There was also the matter of selling tickets, no small detail given the role sellout crowds had played in bolstering Kentucky's case for a Cup race, and the thousands more seats the facility suddenly had to fill. As expected, Simendinger said the track experienced one spike right after tickets went on sale, and another in the wake of the Daytona 500. At some point he anticipated a sales dip, and he got it, with one notable caveat -- even at their lowest point, ticket sales for Kentucky's first Cup event were well ahead of anticipated. At one point, they were 30,000 tickets ahead, with advertising and promotional money still to spend. It was no surprise on June 30 when the track announced a sellout.

"To have an event like this is huge for this area, and it's very deserving to be here."


"What happened was, when we came down to the trough, the trough wasn't as low as I thought it would be," Simendinger said. "And we kept clicking along at a higher level, week after week after week after week.

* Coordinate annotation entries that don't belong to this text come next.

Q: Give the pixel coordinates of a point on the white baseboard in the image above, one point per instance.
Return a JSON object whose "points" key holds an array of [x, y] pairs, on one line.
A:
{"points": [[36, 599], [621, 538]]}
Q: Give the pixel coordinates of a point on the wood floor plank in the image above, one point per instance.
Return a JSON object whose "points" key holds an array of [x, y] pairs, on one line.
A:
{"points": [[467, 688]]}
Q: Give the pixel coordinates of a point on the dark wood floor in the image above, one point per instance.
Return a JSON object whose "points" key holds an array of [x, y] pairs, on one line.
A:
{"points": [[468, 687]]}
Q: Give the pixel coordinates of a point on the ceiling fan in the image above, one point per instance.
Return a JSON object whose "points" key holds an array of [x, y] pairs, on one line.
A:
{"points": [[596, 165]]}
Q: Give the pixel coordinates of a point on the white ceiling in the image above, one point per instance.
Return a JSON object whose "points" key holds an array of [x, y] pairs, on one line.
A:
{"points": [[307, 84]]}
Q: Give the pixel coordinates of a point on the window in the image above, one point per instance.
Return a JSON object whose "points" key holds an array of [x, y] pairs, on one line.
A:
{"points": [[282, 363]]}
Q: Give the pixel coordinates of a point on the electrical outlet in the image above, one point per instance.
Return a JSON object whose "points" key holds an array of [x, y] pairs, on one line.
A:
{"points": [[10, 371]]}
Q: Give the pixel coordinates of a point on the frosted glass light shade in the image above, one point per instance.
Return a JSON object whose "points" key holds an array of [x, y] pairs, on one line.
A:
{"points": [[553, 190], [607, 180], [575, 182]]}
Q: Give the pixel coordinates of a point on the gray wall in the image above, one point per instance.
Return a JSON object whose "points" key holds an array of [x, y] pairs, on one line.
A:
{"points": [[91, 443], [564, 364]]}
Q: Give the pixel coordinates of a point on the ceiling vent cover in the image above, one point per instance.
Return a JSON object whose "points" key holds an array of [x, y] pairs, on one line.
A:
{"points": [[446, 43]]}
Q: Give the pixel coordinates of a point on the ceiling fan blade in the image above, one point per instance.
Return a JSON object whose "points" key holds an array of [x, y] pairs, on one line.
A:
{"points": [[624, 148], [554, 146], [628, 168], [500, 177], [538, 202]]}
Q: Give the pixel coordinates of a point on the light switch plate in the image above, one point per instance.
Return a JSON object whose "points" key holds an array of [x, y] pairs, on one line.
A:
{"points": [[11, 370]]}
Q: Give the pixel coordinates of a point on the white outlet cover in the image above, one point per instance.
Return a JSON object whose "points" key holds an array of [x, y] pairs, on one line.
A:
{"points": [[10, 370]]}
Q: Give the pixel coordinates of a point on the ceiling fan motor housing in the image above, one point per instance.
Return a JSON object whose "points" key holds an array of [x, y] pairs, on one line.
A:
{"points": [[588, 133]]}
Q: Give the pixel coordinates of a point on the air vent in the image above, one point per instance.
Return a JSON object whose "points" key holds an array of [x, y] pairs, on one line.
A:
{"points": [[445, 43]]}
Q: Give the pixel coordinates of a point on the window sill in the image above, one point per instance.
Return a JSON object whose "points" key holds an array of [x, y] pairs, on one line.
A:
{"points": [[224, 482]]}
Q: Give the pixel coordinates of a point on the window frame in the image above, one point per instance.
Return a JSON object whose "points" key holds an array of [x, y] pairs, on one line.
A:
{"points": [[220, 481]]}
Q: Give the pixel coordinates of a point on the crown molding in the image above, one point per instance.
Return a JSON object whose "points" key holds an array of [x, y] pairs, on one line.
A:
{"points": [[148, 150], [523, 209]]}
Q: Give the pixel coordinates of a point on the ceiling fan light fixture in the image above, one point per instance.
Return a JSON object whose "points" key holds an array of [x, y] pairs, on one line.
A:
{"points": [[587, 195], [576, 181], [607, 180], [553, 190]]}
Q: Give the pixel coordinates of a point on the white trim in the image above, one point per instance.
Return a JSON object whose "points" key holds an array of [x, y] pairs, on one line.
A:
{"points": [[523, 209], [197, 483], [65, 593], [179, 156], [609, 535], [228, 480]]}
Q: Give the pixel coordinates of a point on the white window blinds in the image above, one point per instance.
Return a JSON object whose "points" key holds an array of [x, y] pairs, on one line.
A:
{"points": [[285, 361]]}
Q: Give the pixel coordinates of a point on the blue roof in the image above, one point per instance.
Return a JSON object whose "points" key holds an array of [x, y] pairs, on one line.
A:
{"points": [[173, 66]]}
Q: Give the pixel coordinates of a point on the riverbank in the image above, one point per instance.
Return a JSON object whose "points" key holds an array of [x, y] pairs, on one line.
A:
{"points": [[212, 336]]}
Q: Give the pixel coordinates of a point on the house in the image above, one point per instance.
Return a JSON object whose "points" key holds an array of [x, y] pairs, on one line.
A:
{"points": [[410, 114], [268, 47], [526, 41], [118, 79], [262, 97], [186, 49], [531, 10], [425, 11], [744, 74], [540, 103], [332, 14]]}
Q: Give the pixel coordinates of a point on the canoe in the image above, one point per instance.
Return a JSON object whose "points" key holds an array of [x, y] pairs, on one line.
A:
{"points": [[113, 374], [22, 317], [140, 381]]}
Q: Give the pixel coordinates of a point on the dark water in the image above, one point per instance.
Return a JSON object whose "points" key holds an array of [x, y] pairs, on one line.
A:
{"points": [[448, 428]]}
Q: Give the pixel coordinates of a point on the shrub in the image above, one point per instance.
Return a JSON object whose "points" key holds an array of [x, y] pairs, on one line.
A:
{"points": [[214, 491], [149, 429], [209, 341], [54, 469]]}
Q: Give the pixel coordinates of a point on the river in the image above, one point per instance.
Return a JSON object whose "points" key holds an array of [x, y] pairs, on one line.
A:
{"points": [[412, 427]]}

The down low wasn't as low, so when it was time to ramp back up, we didn't have as far to go. I could have told you three months ago we were going to sell out, because I could see how far ahead we were."

Carl Edwards, who's been competing here since his Truck debut at the track in 2002, could see it building. "I don't know all the details, but I've been coming here nine years now with the Truck Series, and every time I come here a number of fans always ask -- 'When are the Cup cars coming? When are we going to get a Cup race?' It's a big deal to the fans here," he said. "I don't know what happened behind closed doors here, but it's the perfect place for us to be racing. The fans seem to be very excited about the race."

Stewart, who lives about 90 minutes away in Columbus, Ind., isn't surprised. "This is an area that's got deep racing roots, and a lot of dirt-track racing roots around here," the two-time NASCAR champion said. "To have an event like this is huge for this area, and it's very deserving to be here."

A crowd of more than 120,000 is expected here Saturday, a giant spawned from those muddy beginnings 11 years ago. The first official activity was a test session Thursday to help drivers and crew chiefs figure out a track whose bumpy surface and unique corner configurations make it very different from other 1.5-mile venues on the schedule. As race day approaches, the unbridled euphoria that defined Kentucky's official ascension to the Sprint Cup tour 11 months ago has been replaced by a quiet satisfaction, and focus toward work to be done.

"Right now, we're kind of in race mode," Simendinger said. "I wouldn't say it's not any different, because it is different than last year when we put on our Nationwide race. But you do a lot of the same stuff. ... Now it's bigger, and it's longer, and it's more. But we're all kind of in race mode right now, and doing what we do. We've been doing this for 10 years. But is it exciting to have the Cup guys here? Sure. It's been our goal."